The bang rang out, and a thin streak of blood splashed out a few feet across the floor. Turnbull murmured low, and moved slowly, like a larva in the dirt. Mary sat with the medical bag beside him on the floor. She waited, poking around the entrance and exit holes in his pants. The thin fingers of her rubber gloves were shiny red. The wounds had slowly started bleeding, but didn’t spurt. He let out a long-drawn cry while Mary quickly bandaged his thigh. That was it. He was gone, stunned. Now all that remained was to let the nightmares descend on him.
All five of them sat in the Impala, the men in suits and sneakers with the machine guns and some bags at their feet. Reza stroked his head, N. smelled powder from the gun inside his jacket. Mary, after turning off the car radio, drove upright and confident.
“Do you feel it?” said Vladislav, his eyes in the distance. “It’s like it was then.”
“What do you mean?” said Reza, who sat nervously, jiggling his legs.
“Exactly like after the wave. Don’t you feel it . . . everything disappearing. The world disappearing.” No one said anything. He added: “Now you can do anything.”
First Federal United. In front of the bank, a no-parking zone, completely empty. The lone black Impala disappeared as soon as the men got out, Vladislav going first through the glass doors. White athletic shoes, black suit and hood, submachine guns like exclamation points as to why they were there. From a vast mosaic on the wall behind the tellers, Indians in garish robes stared down at the invaders. N. and Reza leaped and slid, half sitting, across the counters into the office landscape behind.
“The money—all of it!”
They tossed nylon bags to the tellers. A young man stood paralyzed, but the woman next to him picked up a bag from the floor and started throwing cash into it.
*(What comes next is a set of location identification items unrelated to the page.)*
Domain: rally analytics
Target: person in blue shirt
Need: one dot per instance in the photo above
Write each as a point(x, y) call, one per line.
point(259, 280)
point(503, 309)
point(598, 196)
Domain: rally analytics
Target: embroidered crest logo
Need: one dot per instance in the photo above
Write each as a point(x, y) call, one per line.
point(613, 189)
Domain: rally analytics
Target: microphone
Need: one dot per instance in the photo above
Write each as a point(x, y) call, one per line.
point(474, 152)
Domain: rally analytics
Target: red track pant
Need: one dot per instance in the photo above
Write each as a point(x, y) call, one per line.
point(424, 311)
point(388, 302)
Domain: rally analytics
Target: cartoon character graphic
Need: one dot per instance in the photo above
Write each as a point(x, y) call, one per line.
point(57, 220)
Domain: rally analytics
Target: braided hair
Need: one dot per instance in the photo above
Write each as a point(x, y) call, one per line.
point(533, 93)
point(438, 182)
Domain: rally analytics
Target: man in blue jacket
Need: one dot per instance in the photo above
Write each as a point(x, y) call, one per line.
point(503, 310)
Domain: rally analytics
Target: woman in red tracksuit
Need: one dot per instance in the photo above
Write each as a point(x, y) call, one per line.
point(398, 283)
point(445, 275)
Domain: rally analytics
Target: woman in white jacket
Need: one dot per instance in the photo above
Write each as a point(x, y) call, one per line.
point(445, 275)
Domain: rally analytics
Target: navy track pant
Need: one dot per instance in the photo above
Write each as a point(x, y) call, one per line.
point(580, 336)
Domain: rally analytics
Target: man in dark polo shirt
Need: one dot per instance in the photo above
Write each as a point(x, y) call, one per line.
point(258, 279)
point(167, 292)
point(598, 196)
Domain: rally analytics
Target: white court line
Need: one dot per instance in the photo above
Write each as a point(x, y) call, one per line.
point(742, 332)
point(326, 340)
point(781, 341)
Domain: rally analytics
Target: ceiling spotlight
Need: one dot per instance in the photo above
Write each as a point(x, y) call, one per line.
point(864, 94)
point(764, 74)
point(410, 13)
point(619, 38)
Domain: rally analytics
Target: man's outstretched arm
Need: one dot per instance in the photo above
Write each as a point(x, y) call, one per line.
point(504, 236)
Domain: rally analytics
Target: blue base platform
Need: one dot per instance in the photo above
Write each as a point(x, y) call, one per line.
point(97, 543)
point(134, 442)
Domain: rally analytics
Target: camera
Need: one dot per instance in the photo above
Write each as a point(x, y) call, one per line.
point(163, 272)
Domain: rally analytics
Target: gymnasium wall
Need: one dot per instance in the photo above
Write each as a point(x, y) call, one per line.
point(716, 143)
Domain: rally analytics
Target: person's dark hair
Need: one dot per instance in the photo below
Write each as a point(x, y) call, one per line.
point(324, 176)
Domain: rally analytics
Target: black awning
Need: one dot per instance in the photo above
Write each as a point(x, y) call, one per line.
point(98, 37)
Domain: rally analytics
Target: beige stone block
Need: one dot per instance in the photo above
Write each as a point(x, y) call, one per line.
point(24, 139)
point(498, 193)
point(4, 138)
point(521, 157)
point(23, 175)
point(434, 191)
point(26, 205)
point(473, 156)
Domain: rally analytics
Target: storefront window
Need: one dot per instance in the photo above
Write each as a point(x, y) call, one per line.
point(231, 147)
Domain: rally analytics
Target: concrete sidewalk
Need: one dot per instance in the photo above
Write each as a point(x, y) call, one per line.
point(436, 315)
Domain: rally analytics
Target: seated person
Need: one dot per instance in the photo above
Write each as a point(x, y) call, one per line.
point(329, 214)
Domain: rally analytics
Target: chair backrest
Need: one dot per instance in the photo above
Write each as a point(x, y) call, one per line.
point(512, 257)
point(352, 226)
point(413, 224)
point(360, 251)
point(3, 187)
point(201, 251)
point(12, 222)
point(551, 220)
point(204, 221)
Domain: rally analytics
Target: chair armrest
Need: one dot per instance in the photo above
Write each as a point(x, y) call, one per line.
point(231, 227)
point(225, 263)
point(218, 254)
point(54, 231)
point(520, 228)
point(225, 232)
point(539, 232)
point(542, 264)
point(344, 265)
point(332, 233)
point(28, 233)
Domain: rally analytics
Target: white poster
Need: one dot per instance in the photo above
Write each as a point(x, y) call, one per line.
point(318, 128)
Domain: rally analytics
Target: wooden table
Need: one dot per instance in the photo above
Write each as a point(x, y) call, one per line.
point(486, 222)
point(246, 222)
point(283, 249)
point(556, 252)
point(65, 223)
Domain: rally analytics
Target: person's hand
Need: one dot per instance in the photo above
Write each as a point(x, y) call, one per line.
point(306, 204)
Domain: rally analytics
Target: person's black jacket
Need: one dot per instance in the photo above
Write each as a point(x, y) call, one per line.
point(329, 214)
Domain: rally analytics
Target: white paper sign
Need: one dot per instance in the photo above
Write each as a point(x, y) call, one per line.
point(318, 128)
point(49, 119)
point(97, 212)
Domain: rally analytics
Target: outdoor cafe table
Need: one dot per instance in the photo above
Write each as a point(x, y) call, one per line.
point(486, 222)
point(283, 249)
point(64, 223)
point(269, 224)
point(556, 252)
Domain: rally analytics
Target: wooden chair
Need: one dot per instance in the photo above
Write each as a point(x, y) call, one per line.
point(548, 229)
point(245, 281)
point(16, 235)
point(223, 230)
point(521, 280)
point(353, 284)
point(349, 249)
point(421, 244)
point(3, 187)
Adderloy stood, supervising, by the entrance to the vault with the safe-deposit boxes, while Vladislav went farther in to ta
ke care of the teller booths at the other end himself. As he turned the corner, he fired a few shots straight up. The echo was painful and paralyzing, off the black marble floors and mosaics on the walls. The ceiling was so high that it took a few seconds before the clouds of plaster debris rained down over the crouching customers.
“Hurry up!” roared Reza, behind the tills.
Adderloy had locked his focus on a single person. A man wearing a white shirt, blue pants with dark stripes. And a holster. Adderloy tried to keep his eyes on the bank guard’s hands, but they were hidden by the elderly women customers who surrounded him. His face was visible: narrowed eyes, as if staring straight into the biting wind, and his chest was heaving. Something slid along the floor as a bag from Vladislav’s side of the bank appeared from behind the corner. N. and Reza, hanging their bags over their shoulders, started moving.
In all their detailed planning, they’d never discussed the guard. It wasn’t something they’d overlooked, it was something they’d avoided.
The guard’s first shot tore a white streak through the brownish-red mosaic of a buffalo herd. The next hit the back of a woman standing near him. She fell headlong as the others threw themselves down around him. The guard, one Stan Moneyhan, retired vice squad, had never once during his career as a police officer drawn a weapon. This time it was different.
He had tripped over one of the elderly and fallen over. Now he lay on his back holding the gun in both hands between his knees. It looked odd, a low-profile shooting tower, using his heels to turn. Maybe just doing his best after his fall. Getting some initiative back. Only he wasn’t in control. He aimed at Adderloy but kept the gun too low and his head too high. His whole body seemed to shake. He was never even close to hitting him, not even when he aimed. If he saw anything at all. It was totally random—a senseless shooting.